Savage admitted, however, he has not filed a complaint or sought help from anyone at the American Library Association's Office of Intellectual Freedom, or OIF. He also said he refused to speak to a reporter who called from Library Journal magazine, because he didn't believe the publication would do a fair job covering his story.
Judith Krug, the longtime head of the OIF, told WorldNetDaily that even if Savage had called, her office probably would not have intervened in what she characterized as a faculty issue that was "not yet legally ripe" for OIF action.
Savage was being charged for something done as a member of a faculty committee, she explained, and not because of something he did while performing library duties, such as book selection. She called the controversy "an institutional selection process issue" best handled by the university and Savage's lawyers.

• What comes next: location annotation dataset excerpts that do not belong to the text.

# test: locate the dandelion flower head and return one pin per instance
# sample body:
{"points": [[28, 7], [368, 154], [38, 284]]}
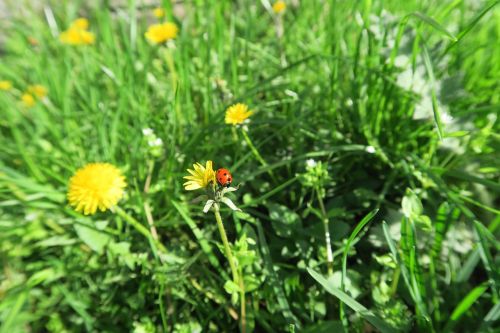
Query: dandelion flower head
{"points": [[159, 12], [96, 186], [279, 6], [77, 34], [236, 114], [200, 177], [28, 100], [38, 90], [5, 85], [160, 33]]}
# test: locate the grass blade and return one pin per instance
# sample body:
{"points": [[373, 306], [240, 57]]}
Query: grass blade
{"points": [[353, 235], [432, 79], [352, 303], [205, 245], [464, 306], [433, 23], [274, 280]]}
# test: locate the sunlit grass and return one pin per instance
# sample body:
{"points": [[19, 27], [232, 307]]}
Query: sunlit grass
{"points": [[396, 102]]}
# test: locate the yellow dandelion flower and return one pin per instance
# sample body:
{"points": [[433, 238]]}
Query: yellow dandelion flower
{"points": [[96, 185], [159, 12], [38, 90], [28, 100], [77, 37], [160, 33], [279, 6], [200, 177], [236, 114], [5, 85], [80, 23]]}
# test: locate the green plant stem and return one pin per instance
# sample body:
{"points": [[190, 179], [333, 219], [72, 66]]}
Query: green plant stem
{"points": [[329, 254], [242, 303], [140, 228], [227, 248], [234, 271], [395, 281]]}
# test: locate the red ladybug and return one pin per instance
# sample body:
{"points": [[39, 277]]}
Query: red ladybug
{"points": [[224, 177]]}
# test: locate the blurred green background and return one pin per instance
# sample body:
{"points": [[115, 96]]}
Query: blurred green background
{"points": [[380, 117]]}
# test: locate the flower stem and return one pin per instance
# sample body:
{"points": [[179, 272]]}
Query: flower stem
{"points": [[329, 254], [227, 248], [243, 321], [237, 277]]}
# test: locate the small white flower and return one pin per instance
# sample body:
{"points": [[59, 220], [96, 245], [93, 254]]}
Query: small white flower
{"points": [[446, 118]]}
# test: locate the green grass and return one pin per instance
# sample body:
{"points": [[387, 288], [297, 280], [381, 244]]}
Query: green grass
{"points": [[333, 87]]}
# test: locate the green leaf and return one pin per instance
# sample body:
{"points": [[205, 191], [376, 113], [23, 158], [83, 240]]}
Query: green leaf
{"points": [[435, 107], [94, 238], [352, 303], [355, 232], [273, 278], [283, 220], [231, 287], [411, 204], [464, 306]]}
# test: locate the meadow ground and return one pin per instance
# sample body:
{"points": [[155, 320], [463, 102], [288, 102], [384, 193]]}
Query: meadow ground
{"points": [[364, 159]]}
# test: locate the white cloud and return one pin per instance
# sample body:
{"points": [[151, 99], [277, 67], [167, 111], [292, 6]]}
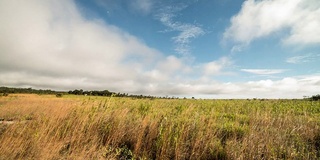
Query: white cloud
{"points": [[145, 6], [303, 59], [261, 18], [264, 71], [48, 44], [187, 31], [215, 67]]}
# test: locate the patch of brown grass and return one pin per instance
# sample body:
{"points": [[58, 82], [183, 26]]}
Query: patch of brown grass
{"points": [[78, 127]]}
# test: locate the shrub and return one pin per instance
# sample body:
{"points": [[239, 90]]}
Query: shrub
{"points": [[59, 95]]}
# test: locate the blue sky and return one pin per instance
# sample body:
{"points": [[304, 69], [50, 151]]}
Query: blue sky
{"points": [[200, 48]]}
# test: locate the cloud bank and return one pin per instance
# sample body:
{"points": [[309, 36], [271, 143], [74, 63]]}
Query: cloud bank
{"points": [[49, 44], [261, 18]]}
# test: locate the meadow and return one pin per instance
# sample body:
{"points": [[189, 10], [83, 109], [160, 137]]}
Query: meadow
{"points": [[87, 127]]}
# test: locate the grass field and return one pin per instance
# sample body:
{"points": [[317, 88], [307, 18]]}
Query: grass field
{"points": [[83, 127]]}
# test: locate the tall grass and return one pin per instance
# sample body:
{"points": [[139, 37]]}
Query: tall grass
{"points": [[78, 127]]}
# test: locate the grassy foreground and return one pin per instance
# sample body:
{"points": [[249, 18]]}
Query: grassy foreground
{"points": [[79, 127]]}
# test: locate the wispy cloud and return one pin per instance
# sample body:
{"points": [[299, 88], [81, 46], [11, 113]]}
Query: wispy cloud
{"points": [[303, 59], [186, 31], [261, 18], [216, 67], [264, 71], [144, 6]]}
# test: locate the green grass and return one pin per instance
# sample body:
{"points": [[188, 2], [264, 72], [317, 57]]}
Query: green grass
{"points": [[73, 127]]}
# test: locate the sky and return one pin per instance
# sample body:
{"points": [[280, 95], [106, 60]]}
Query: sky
{"points": [[182, 48]]}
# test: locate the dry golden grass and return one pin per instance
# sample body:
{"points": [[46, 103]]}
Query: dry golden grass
{"points": [[78, 127]]}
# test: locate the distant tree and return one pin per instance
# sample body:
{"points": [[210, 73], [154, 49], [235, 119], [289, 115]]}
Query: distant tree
{"points": [[315, 97]]}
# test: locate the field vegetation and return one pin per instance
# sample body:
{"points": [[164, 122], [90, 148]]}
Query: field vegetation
{"points": [[87, 127]]}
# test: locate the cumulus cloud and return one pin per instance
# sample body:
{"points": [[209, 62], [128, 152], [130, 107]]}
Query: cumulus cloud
{"points": [[49, 39], [49, 44], [261, 18], [264, 71], [187, 31]]}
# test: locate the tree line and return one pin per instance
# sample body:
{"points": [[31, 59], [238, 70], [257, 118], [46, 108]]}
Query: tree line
{"points": [[8, 90]]}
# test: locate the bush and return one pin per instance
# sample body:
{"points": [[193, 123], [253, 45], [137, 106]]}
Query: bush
{"points": [[4, 94]]}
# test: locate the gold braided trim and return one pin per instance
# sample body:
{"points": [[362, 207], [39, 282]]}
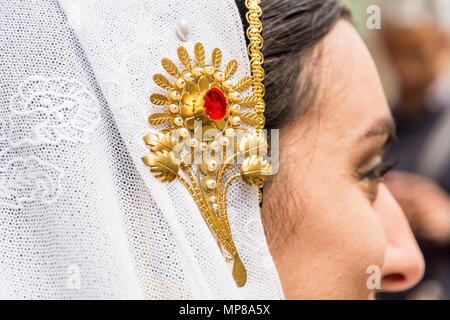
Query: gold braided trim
{"points": [[254, 32]]}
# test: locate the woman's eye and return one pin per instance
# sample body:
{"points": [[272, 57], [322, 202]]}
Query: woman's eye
{"points": [[379, 171]]}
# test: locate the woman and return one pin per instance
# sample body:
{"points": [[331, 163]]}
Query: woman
{"points": [[329, 219], [82, 217]]}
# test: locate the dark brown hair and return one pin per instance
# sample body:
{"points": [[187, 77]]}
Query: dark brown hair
{"points": [[291, 31]]}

Krug, who asked, nevertheless, how the Savage case was turning out, said her office could never take the initiative to get involved in the huge number of faculty disputes on American campuses each year.
"Sticking my nose into [the faculty's] business would have been inappropriate," she said.
Another academic librarian, who sometimes has criticized Krug's office for a perceived "left-wing" bias, agreed, in off-the-record comments, Krug technically was correct about the distinction between academic issues and library matters.
He added, however, that because Savage's case revolves around a librarian being attacked for recommending a book, this brought the controversy to a whole new level that merits official ALA attention.
Savage told WorldNetDaily he still is "waiting and praying" about filing a lawsuit, pending the outcome of a countercharge of harassment he filed against the accusing professors.
Savage, a Quaker who also runs an organic farm, said there was a misconception that people of his faith were not permitted to use the courts to seek redress in certain situations.
Also, it still is not too late for Savage to file a formal complaint with the ALA's Office of Intellectual Freedom, which offers citizens and librarians an official form so it can document challenges against books and take action if warranted.
WorldNetDaily found that the Association of College and Research Libraries' official weblog has mentioned Savage's case, but editors said no one on ACRL staff could comment on it officially on behalf of the professional group.
When the story broke, one ACRL-blogger, Steven Bell, asked, "Shouldn't having faculty status give librarians the right to express unpopular views or to recommend controversial or conservative books for community reading programs without fear of retaliation? Or must we be deferential to teaching faculty for fear that we will offend them?"